Comenzó a caminar de vuelta al claro, sobándose la pierna en un acto involuntario de ansiedad. Toda la hermandad estaba en el suelo, amenazada a punta de espada por unos sujetos que parecían los mercenarios usuales que empleaba su padre cuando quería salir a matar en grupo.
—No será que a ti te recuerdan a Madre, Walder—dijo mientras salía del bosque, acercándose lentamente hacia su padre con las manos en alto. Remarcó el Walder con tono desdeñoso—a los demás los puedes engañar y jugar al rol de macho todopoderoso, pero a mi no. Se que te mueres de miedo por las noches pensando en ella, pensando en la maldición que te tiró antes de matarse, convenciéndote a ti mismo que no puede ser cierto. Era solo una mujer tonta, que te dio un crío, pero uno raro, mal hecho, que no te sirve para de una vez por todas adueñarte del puesto del viejo. Pues, te tengo una noticia.
Su padre, que aún tenía su cuchillo apretado contra la garganta de Lady Corazón de Piedra, le miraba con una expresión calculadamente indiferente que Walder conocía muy bien. Sin embargo, le traicionaba la fachaba una vena que crecía peligrosamente en su frente, latiendo de ira.
—Eres el crío más odioso que he conocido en la vida y ya va siendo hora de que te dejes de hablar. Pero primero mataré a esta puta—gritó, mientras le rebanaba la garganta a la Stark.
Walder no pudo evitar pensar lo poco creativos que eran los Frey para matar gente y se río en su interior.
—Y luego…—exclamó mientras lanzaba un mandoble brutal hacia la cabeza de su hijo. Walder lo esquivó con facilidad y se puso al costado de su padre, desenvainando su espalda corta para traspasarle la yugular. El Negro, sin embargo, reaccionó con rapidez al cambio de dirección, parando su golpe con mano y obligándole a soltar la espalda—te mueres, asqueroso gusano.
—Ah, ¿sí? Pues no estoy tan seguro—con la mano que tenia libre, Walder hijo desenvainó su navaja y comenzó a apuñalar a su padre repetidamente en el bajo vientre.
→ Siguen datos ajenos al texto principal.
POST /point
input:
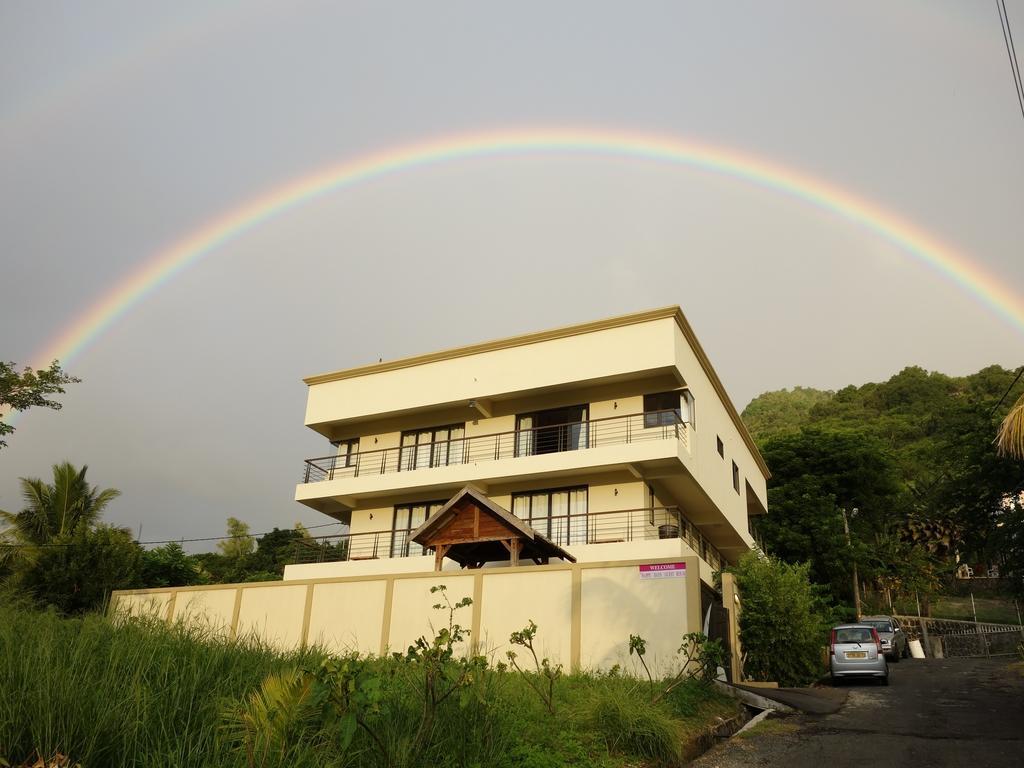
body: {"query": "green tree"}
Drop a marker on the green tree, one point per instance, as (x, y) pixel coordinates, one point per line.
(816, 474)
(783, 621)
(782, 412)
(170, 565)
(1010, 438)
(77, 571)
(19, 391)
(240, 543)
(52, 510)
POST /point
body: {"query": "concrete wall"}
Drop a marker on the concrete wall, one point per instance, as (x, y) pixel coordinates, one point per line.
(585, 611)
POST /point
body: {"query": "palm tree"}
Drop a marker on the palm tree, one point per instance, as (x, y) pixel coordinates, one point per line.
(52, 510)
(1010, 440)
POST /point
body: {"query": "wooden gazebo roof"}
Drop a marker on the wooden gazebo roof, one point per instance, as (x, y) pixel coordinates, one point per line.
(472, 529)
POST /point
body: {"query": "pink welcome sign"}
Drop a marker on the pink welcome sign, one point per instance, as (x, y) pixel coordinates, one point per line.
(664, 570)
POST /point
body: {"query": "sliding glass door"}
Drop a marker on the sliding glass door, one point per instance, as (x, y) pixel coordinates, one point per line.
(408, 517)
(552, 431)
(560, 514)
(435, 446)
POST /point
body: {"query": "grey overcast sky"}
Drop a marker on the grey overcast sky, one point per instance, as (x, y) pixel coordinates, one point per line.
(125, 126)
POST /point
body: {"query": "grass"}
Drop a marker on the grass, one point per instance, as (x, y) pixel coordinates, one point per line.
(143, 693)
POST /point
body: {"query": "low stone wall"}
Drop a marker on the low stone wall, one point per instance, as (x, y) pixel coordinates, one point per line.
(966, 638)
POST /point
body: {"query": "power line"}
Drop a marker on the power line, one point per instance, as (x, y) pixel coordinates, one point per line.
(1008, 39)
(166, 541)
(1016, 379)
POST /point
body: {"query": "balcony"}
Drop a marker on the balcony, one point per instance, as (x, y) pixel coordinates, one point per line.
(581, 435)
(567, 530)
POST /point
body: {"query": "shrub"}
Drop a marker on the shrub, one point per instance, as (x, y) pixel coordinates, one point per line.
(633, 725)
(783, 621)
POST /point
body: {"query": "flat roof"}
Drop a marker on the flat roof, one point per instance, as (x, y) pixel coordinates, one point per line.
(621, 321)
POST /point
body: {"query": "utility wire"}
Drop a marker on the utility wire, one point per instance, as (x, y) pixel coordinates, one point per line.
(165, 541)
(1008, 39)
(1014, 384)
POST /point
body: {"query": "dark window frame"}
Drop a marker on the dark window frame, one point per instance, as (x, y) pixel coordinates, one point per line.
(431, 506)
(659, 407)
(547, 531)
(563, 436)
(348, 458)
(407, 452)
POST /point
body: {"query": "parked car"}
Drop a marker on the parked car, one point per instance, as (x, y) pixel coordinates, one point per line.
(855, 650)
(894, 642)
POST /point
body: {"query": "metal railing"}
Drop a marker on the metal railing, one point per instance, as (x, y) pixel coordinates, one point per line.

Walder padre cayó al suelo, desangrándose con rapidez. Sus ojos abiertos miraban con pavor la hondura de la noche, como si estuviera viendo a Barbara Bracken frente a él una vez más. Walder hijo le observó morir y se sintió liberado y feliz. Una vez que se aseguró de su muerte, se unió a la batalla entre su grupo y unos perplejos mercenarios.
Era la primera vez que se sentía tan feliz de estar vivo.
Notas post historia: Al principio pensé que Walder El Negro trabajaba solo, pero luego me parecio un poco idiota ir tu solo a matar a más de 10 personas y pos, no. Walder El Negro podrá ser un Frey, pero no es idiota.
Si Lady Corazón de Piedra revive o no, será tema de otra historia.